Highways England is off to a shaky start in its delivery of the second Road Investment Strategy, with planning delays creating risks to the delivery of the programme, according to the Office of Rail and Road (ORR).
For 2020-21, Highways England initially committed to start construction on six enhancement schemes, with two further schemes to be started by third parties.
However, the government-owned company agreed with DfT to revise this commitment and only start work on four schemes instead of six.
The ORR found Highways England started work on five schemes and opened three schemes for traffic in 2020-21, meeting its revised commitments for enhancement schemes.
It also delivered the majority of its renewals commitments for its key assets in 2020-21 and began to deliver efficiency against its KPI target. However, 'an increasing number of enhancement schemes have been delayed due to planning issues, causing RP2 forecast underspends on some large schemes in development', ORR said.
'We are concerned that planning risks may impact more schemes as the road period progresses. This in turn could detrimentally affect road users, for example by causing more road works to be carried out concurrently than originally planned.

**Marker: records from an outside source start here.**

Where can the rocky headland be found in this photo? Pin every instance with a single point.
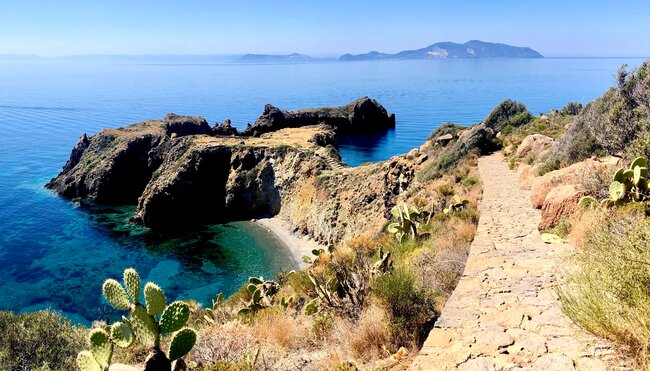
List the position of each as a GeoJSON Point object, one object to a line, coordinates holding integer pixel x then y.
{"type": "Point", "coordinates": [181, 172]}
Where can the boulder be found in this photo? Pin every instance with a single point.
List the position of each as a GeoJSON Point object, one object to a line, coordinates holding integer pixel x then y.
{"type": "Point", "coordinates": [444, 139]}
{"type": "Point", "coordinates": [534, 144]}
{"type": "Point", "coordinates": [560, 202]}
{"type": "Point", "coordinates": [225, 129]}
{"type": "Point", "coordinates": [541, 186]}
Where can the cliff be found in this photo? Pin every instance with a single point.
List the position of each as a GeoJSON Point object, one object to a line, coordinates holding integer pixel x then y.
{"type": "Point", "coordinates": [180, 172]}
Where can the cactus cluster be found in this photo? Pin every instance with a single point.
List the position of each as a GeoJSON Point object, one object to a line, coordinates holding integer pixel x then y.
{"type": "Point", "coordinates": [349, 286]}
{"type": "Point", "coordinates": [408, 221]}
{"type": "Point", "coordinates": [146, 323]}
{"type": "Point", "coordinates": [628, 185]}
{"type": "Point", "coordinates": [261, 292]}
{"type": "Point", "coordinates": [455, 204]}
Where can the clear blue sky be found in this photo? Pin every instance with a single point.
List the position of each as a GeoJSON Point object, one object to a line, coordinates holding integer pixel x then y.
{"type": "Point", "coordinates": [553, 27]}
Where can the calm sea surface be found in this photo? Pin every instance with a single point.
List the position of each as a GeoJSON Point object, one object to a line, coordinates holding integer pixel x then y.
{"type": "Point", "coordinates": [55, 254]}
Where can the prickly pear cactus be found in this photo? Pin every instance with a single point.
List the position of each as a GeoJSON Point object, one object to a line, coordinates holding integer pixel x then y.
{"type": "Point", "coordinates": [121, 335]}
{"type": "Point", "coordinates": [86, 362]}
{"type": "Point", "coordinates": [132, 284]}
{"type": "Point", "coordinates": [182, 343]}
{"type": "Point", "coordinates": [145, 327]}
{"type": "Point", "coordinates": [101, 347]}
{"type": "Point", "coordinates": [155, 298]}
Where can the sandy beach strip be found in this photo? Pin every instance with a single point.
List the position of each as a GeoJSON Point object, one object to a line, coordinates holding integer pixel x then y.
{"type": "Point", "coordinates": [298, 246]}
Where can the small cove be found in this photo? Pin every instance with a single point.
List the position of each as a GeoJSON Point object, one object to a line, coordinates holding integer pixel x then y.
{"type": "Point", "coordinates": [56, 254]}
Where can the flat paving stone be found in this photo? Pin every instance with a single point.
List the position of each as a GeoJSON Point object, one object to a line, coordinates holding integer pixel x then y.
{"type": "Point", "coordinates": [504, 313]}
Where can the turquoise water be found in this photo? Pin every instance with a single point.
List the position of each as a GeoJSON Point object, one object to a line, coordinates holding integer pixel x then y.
{"type": "Point", "coordinates": [55, 254]}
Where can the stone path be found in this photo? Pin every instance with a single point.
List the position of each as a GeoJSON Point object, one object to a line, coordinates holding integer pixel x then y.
{"type": "Point", "coordinates": [504, 313]}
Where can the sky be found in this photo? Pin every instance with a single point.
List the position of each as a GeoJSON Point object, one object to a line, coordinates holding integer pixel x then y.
{"type": "Point", "coordinates": [559, 28]}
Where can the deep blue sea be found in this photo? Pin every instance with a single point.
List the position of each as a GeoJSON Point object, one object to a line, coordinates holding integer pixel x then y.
{"type": "Point", "coordinates": [56, 254]}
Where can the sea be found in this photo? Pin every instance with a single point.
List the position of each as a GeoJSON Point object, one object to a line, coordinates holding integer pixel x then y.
{"type": "Point", "coordinates": [55, 254]}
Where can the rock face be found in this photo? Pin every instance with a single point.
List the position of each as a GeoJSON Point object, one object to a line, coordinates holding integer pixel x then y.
{"type": "Point", "coordinates": [534, 144]}
{"type": "Point", "coordinates": [560, 202]}
{"type": "Point", "coordinates": [180, 172]}
{"type": "Point", "coordinates": [362, 115]}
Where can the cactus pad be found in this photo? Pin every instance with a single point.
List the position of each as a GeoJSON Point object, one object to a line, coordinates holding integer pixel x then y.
{"type": "Point", "coordinates": [101, 346]}
{"type": "Point", "coordinates": [132, 284]}
{"type": "Point", "coordinates": [616, 191]}
{"type": "Point", "coordinates": [311, 307]}
{"type": "Point", "coordinates": [155, 298]}
{"type": "Point", "coordinates": [182, 343]}
{"type": "Point", "coordinates": [144, 326]}
{"type": "Point", "coordinates": [115, 294]}
{"type": "Point", "coordinates": [640, 162]}
{"type": "Point", "coordinates": [122, 335]}
{"type": "Point", "coordinates": [174, 317]}
{"type": "Point", "coordinates": [86, 362]}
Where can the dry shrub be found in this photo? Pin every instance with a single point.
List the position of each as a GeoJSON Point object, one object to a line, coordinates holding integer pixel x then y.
{"type": "Point", "coordinates": [230, 342]}
{"type": "Point", "coordinates": [367, 338]}
{"type": "Point", "coordinates": [607, 288]}
{"type": "Point", "coordinates": [440, 269]}
{"type": "Point", "coordinates": [581, 223]}
{"type": "Point", "coordinates": [596, 181]}
{"type": "Point", "coordinates": [281, 329]}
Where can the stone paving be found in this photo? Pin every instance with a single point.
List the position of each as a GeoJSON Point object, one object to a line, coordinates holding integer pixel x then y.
{"type": "Point", "coordinates": [504, 313]}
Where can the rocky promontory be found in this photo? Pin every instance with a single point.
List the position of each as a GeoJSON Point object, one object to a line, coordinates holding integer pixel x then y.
{"type": "Point", "coordinates": [182, 172]}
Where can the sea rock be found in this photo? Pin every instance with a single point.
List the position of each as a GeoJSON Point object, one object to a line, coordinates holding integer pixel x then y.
{"type": "Point", "coordinates": [444, 139]}
{"type": "Point", "coordinates": [198, 177]}
{"type": "Point", "coordinates": [185, 125]}
{"type": "Point", "coordinates": [362, 115]}
{"type": "Point", "coordinates": [225, 129]}
{"type": "Point", "coordinates": [560, 202]}
{"type": "Point", "coordinates": [534, 144]}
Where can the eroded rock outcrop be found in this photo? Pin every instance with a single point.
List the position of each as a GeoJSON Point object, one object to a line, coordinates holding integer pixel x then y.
{"type": "Point", "coordinates": [362, 115]}
{"type": "Point", "coordinates": [181, 172]}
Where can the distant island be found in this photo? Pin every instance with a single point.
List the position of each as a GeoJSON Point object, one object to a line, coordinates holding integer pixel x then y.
{"type": "Point", "coordinates": [444, 50]}
{"type": "Point", "coordinates": [289, 58]}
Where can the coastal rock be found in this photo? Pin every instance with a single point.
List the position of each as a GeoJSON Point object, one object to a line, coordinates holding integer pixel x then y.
{"type": "Point", "coordinates": [225, 129]}
{"type": "Point", "coordinates": [362, 115]}
{"type": "Point", "coordinates": [534, 144]}
{"type": "Point", "coordinates": [560, 202]}
{"type": "Point", "coordinates": [180, 174]}
{"type": "Point", "coordinates": [185, 125]}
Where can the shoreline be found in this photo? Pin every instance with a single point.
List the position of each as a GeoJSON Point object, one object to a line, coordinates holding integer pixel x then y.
{"type": "Point", "coordinates": [296, 246]}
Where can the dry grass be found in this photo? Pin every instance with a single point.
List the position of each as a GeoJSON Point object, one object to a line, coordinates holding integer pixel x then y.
{"type": "Point", "coordinates": [280, 329]}
{"type": "Point", "coordinates": [369, 337]}
{"type": "Point", "coordinates": [608, 290]}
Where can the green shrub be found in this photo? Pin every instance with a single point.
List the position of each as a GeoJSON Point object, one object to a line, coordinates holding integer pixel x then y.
{"type": "Point", "coordinates": [41, 340]}
{"type": "Point", "coordinates": [571, 109]}
{"type": "Point", "coordinates": [608, 292]}
{"type": "Point", "coordinates": [469, 181]}
{"type": "Point", "coordinates": [549, 165]}
{"type": "Point", "coordinates": [411, 307]}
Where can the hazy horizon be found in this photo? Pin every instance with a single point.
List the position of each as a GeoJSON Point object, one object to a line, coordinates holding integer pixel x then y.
{"type": "Point", "coordinates": [200, 27]}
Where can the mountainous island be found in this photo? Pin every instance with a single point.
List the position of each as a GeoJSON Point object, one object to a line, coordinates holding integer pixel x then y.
{"type": "Point", "coordinates": [445, 50]}
{"type": "Point", "coordinates": [275, 58]}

Highways England must set out more clearly the steps it is taking to mitigate the impact of this on road users.'
Following a year dominated by the impact of COVID, the ORR's annual assessment of the Government-owned company found lower traffic levels undoubtedly helped it reach safety and traffic flow targets.
Highways England met all targets in its key performance indicators for providing fast and reliable journeys and maintaining the network.
At the end of 2020-21 the company:
- achieved 98% network availability against a target of 97.5%;
- cleared 88.6% of incidents within one hour against a target of 86%;
- reported average delay of 6.7 seconds per vehicle mile, lower than the baseline of 9.5 seconds per vehicle mile
- reported that 95.2% of the road surface did not need further investigation for possible maintenance, against a target of 95%.
The report states: 'In 2020-21, traffic on the strategic road network was approximately 67% of the expected annual total, although traffic volumes varied throughout the year.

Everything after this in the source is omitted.